Microsoft introduced DirectStorage to Windows PCs this week. The API guarantees sooner load instances and extra detailed graphics by letting recreation builders make apps that load graphical knowledge from the SSD on to the GPU. Now, Nvidia and IBM have created the same SSD/GPU expertise, however they’re aiming it on the large knowledge units in knowledge facilities.
As an alternative of concentrating on console or PC gaming like DirectStorage, Large accelerator Reminiscence (BaM) is supposed to offer knowledge facilities fast entry to huge quantities of information in GPU-intensive functions, like machine-learning coaching, analytics, and high-performance computing, in line with a analysis paper noticed by The Register this week. Entitled “BaM: A Case for Enabling Superb-grain Excessive Throughput GPU-Orchestrated Entry to Storage” (PDF), the paper by researchers at Nvidia, IBM, and some US universities proposes a extra environment friendly strategy to run next-generation functions in knowledge facilities with large computing energy and reminiscence bandwidth.
BaM additionally differs from DirectStorage in that the creators of the system structure plan to make it open supply.

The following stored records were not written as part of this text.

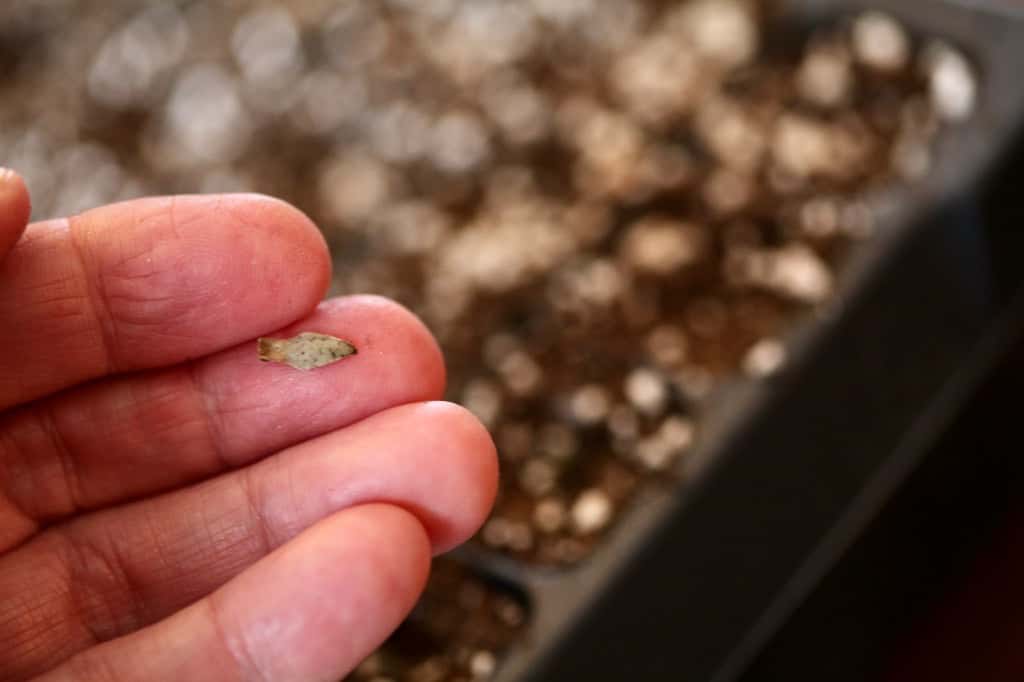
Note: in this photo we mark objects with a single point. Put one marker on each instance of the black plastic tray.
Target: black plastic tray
(695, 579)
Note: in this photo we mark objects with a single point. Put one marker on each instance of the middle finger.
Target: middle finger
(125, 437)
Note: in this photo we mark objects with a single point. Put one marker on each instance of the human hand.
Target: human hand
(171, 508)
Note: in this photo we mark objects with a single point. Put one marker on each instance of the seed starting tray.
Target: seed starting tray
(694, 579)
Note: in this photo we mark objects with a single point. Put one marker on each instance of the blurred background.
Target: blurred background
(630, 223)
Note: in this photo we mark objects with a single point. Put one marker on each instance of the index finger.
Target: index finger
(151, 283)
(14, 209)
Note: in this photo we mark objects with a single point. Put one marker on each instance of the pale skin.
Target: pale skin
(173, 509)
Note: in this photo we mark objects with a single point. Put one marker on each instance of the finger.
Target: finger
(114, 571)
(130, 436)
(152, 283)
(14, 209)
(311, 610)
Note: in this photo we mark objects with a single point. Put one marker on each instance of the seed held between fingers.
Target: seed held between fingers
(305, 351)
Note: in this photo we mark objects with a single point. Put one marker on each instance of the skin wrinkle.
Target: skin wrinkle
(238, 651)
(95, 299)
(69, 468)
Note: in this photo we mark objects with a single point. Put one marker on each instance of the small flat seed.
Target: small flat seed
(305, 351)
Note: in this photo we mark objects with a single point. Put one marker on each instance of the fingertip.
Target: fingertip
(471, 470)
(290, 229)
(342, 587)
(15, 208)
(408, 361)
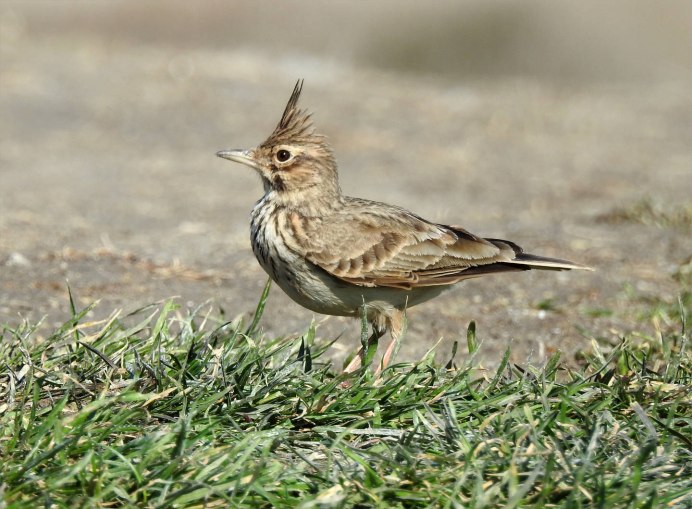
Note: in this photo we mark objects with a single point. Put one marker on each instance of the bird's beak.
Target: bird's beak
(240, 156)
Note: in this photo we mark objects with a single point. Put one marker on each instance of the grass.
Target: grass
(167, 408)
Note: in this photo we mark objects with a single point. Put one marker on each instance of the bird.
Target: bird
(339, 255)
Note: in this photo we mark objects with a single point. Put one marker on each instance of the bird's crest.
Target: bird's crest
(295, 125)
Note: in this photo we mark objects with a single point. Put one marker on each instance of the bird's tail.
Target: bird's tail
(526, 261)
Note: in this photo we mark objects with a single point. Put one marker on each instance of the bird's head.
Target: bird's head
(294, 160)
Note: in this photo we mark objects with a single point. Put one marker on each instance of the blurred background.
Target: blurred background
(566, 127)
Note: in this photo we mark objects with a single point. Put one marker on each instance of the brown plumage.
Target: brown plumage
(339, 255)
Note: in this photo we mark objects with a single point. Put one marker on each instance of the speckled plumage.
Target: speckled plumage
(334, 254)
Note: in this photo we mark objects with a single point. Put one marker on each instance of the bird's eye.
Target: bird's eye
(283, 155)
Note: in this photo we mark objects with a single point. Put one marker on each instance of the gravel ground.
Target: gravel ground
(109, 179)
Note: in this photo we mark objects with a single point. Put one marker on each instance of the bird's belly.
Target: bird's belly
(316, 290)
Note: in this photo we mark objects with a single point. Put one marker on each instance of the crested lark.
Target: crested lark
(344, 256)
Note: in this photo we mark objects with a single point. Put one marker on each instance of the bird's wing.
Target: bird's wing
(388, 246)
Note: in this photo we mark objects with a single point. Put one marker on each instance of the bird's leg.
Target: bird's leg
(361, 357)
(397, 327)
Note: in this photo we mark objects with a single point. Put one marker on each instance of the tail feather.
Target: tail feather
(530, 261)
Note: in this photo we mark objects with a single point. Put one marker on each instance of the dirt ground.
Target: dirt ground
(110, 116)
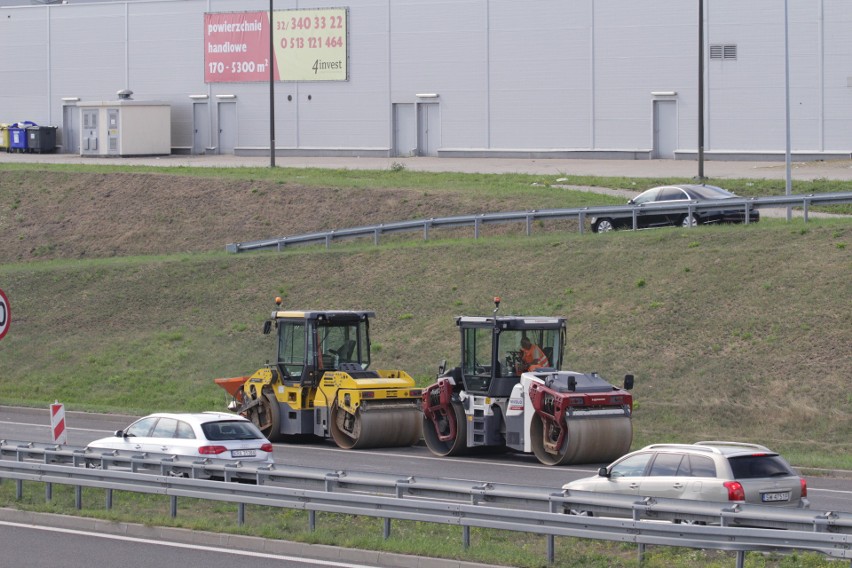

The paper says that whereas CPU-orchestrated storage knowledge entry is appropriate for “traditional” GPU functions, comparable to dense neural community coaching with “predefined, common, dense” knowledge entry patterns, it causes an excessive amount of “CPU-GPU synchronization overhead and/or I/O site visitors amplification.” That makes it much less appropriate for next-gen functions that make use of graph and knowledge analytics, recommender methods, graph neural networks, and different “fine-grain data-dependent entry patterns,” the authors write.
Like DirectStorage, BaM works alongside an NVMe SSD. In keeping with the paper, BaM “mitigates I/O site visitors amplification by enabling the GPU threads to learn or write small quantities of information on-demand, as decided by the pc.”
Extra particularly, BaM makes use of a GPU’s onboard reminiscence, which is software-managed cache, plus a GPU thread software program library. The threads obtain knowledge from the SSD and transfer it with the assistance of a customized Linux kernel driver. Researchers carried out testing on a prototype system with an Nvidia A100 40GB PCIe GPU, two AMD EPYC 7702 CPUs with 64 cores every, and 1TB of DDR4-3200 reminiscence. The system runs Ubuntu 20.04 LTS.
The authors famous that even a “consumer-grade” SSD might assist BaM with app efficiency that’s “aggressive towards a way more costly DRAM-only answer.”